Bir yazarın üslubu nasıl gelişir? Yazarken, kendi üslubumuzu nasıl buluruz?

Yazı hayatının belki en hayret verici hususlarından biridir bu. Hiçbir yazar, yazar olarak doğmadığı gibi, daha yazı hayatının başında kendine has bir üslupla da yola başlamaz.

Başta bizi yola çıkaran şey, içimizde taşıdığımız ama dışa taşımak, paylaşmak istediğimiz duygular veya düşüncelerdir.

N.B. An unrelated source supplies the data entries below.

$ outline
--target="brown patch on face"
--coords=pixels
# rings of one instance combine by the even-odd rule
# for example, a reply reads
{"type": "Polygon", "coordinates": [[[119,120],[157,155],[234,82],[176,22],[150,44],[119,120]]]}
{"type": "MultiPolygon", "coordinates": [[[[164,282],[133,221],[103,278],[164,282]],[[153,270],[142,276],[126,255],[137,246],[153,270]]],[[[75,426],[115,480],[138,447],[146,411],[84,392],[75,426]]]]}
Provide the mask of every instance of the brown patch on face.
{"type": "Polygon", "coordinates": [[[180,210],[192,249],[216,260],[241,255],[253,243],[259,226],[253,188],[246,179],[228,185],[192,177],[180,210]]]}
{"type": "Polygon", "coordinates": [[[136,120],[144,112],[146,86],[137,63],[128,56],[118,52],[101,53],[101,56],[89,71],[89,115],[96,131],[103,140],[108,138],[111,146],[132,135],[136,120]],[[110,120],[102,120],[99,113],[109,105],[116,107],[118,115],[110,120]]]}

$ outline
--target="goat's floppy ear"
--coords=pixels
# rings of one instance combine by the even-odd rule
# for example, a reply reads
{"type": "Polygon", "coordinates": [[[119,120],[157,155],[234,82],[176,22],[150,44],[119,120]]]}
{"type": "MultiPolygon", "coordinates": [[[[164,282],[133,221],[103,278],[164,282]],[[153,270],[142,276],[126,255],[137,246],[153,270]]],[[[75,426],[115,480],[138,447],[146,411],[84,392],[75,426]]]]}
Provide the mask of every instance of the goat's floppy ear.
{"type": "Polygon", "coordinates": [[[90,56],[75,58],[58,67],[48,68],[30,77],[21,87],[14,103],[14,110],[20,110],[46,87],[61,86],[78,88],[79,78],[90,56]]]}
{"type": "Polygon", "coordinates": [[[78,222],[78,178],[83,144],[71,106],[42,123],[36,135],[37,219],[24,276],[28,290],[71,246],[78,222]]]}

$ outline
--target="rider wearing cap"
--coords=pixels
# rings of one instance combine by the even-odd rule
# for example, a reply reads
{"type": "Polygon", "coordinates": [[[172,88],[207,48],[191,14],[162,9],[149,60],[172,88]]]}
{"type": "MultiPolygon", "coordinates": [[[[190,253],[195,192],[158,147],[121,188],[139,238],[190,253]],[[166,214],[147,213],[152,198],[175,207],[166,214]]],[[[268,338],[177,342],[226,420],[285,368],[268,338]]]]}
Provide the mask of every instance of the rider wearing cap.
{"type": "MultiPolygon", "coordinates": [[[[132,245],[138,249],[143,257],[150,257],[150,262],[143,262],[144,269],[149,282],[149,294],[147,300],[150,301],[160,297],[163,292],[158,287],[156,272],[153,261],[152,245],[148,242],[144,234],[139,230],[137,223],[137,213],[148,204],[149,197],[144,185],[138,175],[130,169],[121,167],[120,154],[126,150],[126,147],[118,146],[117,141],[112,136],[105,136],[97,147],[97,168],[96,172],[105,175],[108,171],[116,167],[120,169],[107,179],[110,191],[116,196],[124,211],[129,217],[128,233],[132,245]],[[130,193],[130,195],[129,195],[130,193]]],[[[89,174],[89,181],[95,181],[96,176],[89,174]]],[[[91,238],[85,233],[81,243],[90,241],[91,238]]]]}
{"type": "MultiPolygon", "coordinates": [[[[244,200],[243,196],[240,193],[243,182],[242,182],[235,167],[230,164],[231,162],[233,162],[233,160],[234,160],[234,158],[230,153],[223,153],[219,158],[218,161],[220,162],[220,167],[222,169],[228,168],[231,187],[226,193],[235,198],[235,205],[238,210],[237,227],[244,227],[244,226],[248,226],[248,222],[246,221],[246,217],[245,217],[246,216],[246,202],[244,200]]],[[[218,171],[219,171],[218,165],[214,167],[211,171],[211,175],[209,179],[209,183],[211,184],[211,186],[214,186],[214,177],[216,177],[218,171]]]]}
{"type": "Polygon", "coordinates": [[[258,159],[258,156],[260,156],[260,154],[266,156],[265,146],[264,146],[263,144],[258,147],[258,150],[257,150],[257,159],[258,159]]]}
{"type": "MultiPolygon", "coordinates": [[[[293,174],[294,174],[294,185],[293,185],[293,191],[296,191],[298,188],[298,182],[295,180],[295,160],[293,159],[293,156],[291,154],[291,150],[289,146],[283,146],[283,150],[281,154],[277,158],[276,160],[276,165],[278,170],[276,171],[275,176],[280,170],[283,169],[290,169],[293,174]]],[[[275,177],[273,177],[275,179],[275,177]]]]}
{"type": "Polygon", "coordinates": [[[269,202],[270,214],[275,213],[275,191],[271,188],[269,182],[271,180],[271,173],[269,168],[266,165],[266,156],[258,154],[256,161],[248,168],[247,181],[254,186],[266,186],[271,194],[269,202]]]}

Uzunca bir süre tereddüt yaşar insan; bir tarafı paylaşması gerektiğini söyler, beri tarafta endişeler ve korkular vardır, hatta o kadar da paylaşılmaya değer olmadığı düşüncesi zaman zaman bizi yoklar.

Neticede, düşünce veya duygularımızı paylaşmak için kaleme sarıldığımızda, o güne kadar okuduklarımız içinde düşünce ve/veya üslubundan özellikle etkilendiğimiz bazı yazarlara öykünürüz, onlar gibi yazmaya çalışırız; yazının girişi, yazıda kullandığımız cümleler, seçtiğimiz kelimeler, yazıda konuyu işleme biçimimiz, son cümle; hepsini oluştururken, özellikle beğendiğimiz yazarların tarzına ne kadar yaklaşabilmişsek o kadar ‘olmuş’ hissederiz yazımızı…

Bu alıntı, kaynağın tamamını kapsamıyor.